Se escapó. Pero cómo si los vidrios del vehículo solo tenían una pequeña rendija para que no se sofocara mientras atendía algo importante y regresaba. Desapareció.
Cuando al caer la noche emprendí el regreso a casa, a las pocas cuadras empecé a escuchar muy tímidamente, debajo de las voces del saxo de Gato Barbieri que sonaba en el programa de jazz vespertino de una emisora, el maullido de un gato. Pero pensé que era un sonido que venía de la calle. Bajé todo el volumen a la radio y ya no tuve duda: el bendito Barthes se había escapado de la caja y se había escondido en algún rincón del viejo Mazda.
Me bajé decidido a deshacerme de él de cualquier modo pero no lo encontré por ningún lado. Me detuve en la llantería de una estación de gasolina y le pedí el favor al hombre que manejaba los gatos hidráulicos que me ayudara a encontrarlo y tampoco pudo.
Fui hasta la casa de mi hijo para que bajara a ayudarme y éste solo se moría de risa de verme en aquel trance y alumbraba con la linterna por todos lados sin dejar de burlarse, pero tampoco dio con el gato.

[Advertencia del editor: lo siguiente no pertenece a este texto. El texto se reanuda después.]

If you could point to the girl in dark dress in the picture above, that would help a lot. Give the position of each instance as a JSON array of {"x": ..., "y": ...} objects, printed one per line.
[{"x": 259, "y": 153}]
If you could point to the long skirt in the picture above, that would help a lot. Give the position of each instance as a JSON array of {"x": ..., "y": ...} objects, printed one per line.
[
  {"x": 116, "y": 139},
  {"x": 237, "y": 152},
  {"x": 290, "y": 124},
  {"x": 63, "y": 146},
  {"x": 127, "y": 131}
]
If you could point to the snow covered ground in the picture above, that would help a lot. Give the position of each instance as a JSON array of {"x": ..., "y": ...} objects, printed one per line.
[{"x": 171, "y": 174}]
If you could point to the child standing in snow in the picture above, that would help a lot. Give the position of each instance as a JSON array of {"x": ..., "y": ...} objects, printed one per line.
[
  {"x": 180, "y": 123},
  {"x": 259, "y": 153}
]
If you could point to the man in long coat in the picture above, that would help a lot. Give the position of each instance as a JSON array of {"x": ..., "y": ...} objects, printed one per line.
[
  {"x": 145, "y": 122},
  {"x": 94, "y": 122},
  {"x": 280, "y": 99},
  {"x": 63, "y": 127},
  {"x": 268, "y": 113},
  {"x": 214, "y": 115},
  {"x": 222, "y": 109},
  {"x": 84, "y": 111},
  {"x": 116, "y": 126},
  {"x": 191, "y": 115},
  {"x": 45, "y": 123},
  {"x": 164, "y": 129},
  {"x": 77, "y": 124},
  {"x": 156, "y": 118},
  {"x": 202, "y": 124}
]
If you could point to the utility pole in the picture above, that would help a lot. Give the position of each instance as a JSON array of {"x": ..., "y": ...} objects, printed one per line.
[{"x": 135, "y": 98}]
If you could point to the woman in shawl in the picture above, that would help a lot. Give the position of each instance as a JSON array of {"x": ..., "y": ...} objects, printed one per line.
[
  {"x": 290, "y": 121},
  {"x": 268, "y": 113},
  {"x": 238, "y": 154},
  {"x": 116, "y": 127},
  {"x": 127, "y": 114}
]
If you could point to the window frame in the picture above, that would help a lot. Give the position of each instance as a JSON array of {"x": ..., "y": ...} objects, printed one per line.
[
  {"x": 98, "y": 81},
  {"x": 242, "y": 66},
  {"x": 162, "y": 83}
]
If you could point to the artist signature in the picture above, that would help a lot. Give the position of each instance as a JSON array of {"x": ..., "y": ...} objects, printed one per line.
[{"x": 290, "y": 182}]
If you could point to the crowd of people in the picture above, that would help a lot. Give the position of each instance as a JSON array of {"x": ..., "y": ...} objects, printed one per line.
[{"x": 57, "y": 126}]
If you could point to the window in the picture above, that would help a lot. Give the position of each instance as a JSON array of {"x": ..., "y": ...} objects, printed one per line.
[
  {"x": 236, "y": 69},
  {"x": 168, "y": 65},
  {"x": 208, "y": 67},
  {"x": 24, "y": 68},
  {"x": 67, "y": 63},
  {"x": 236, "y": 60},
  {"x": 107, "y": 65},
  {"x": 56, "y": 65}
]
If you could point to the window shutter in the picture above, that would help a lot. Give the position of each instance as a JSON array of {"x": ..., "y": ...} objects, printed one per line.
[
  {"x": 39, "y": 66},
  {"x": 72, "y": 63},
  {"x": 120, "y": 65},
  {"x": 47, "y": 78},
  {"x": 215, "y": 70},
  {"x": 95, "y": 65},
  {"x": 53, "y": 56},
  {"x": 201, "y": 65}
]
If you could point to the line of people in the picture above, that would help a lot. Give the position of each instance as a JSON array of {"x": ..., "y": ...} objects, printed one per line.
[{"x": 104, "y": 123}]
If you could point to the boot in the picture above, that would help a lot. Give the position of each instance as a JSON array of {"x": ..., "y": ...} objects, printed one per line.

Entonces me iré —dije— y no me importará lo que le suceda si es que se ha refugiado en el motor. Le subí a la música y no paré hasta no estar frente al portón de mi casa después de 40 minutos de camino. Entré el carro al patio y de pronto ya Barthes iba con Gramática, su madre, escaleras arriba a recibir los mimos que le ameritaba su aventura.
Y desde luego que se ganó su derecho a quedarse pero dejó de llamarse Barthes para tomar en su lugar el nombre de Polizón. Y fue entonces el único gato joven de una camada que ya quedaba reducida a siete: Semiótica, la gata madre de todas, de un raro blanco, como una gata egipcia, que un buen día salió de casa y no regresó más, dolida quién sabe por qué; Gramática hija de Semiótica, negra y blanca, mansa y amorosa; Kristeva y su hija Kristevita, nieta de Gramática, las dos idénticas como dos gatas de agua, manchadas de negro, amarillo y blanco; Adriano, un gato grande y largo, hijo de un tigrillo, el único que no tenía vínculos consanguíneos en la casa; Prieto, otro gato negro hijo de Semiótica, tranquilo y anodino, casi invisible; y finalmente Polizón, blanco y negro, loco por la leche, y de un maullido siempre largo y lastimero que asustaba en las noches porque parecía el llanto de un niño. Incorregible amante de cuanta gata se encontraba, siempre tuvo el cuerpo lleno de heridas y de manchas de rifocina.
Pero cuando sufrí hace casi dos años una grave neumonía complicada, los médicos me ordenaron salir de todos los gatos que tenía; que ya eran seis. Y vino la purga.
En tres guacales se fueron los seis gatos rumbo a un asilo concertado en donde se quedarían bajo la promesa de que siempre los mantendrían juntos. Se pagó, se firmó y se fueron.
Pero cuando ya iban en camino, uno de los guacales cayó del vehículo en el que viajaban, se abrió y dos gatos escaparon. Nadie tuvo que contarnos el cuento, porque al atardecer Kristevita y Polizón hacían rondas cerca de la casa todavía medio sedados. Y ¿cómo decirles que no? De nuevo entraron a casa por encima de la cabeza de los médicos y nunca más se volvió a hablar de que tenían que irse.
Hace unos meses apareció Polizón pintando en sangre la huella de su pata derecha, y le curamos una herida, pero se escapó. Y como era un gato “pata de perro”, porque se enamoraba y se quedaba en la calle, no se dejó curar en varios días y la patica se le llenó de gusanos.
El médico vino y hubo que amputarlo y la recuperación fue larga y penosa. Había que verlo intentando rascarse con la pata que le hacía falta. Pero él lo solucionaba rascándose con la otra pata donde no le rascaba. Y parecía que todo iba bien.
Volvió a perderse el último fin de semana largo y regresó el lunes en la noche más cojo y maltrecho, sanguinolento y triste. No quiso su leche y se quejó largamente. Esta mañana amaneció muerto.
Mi pobre gato, Polizón, era un valiente. Pero le faltaron vidas.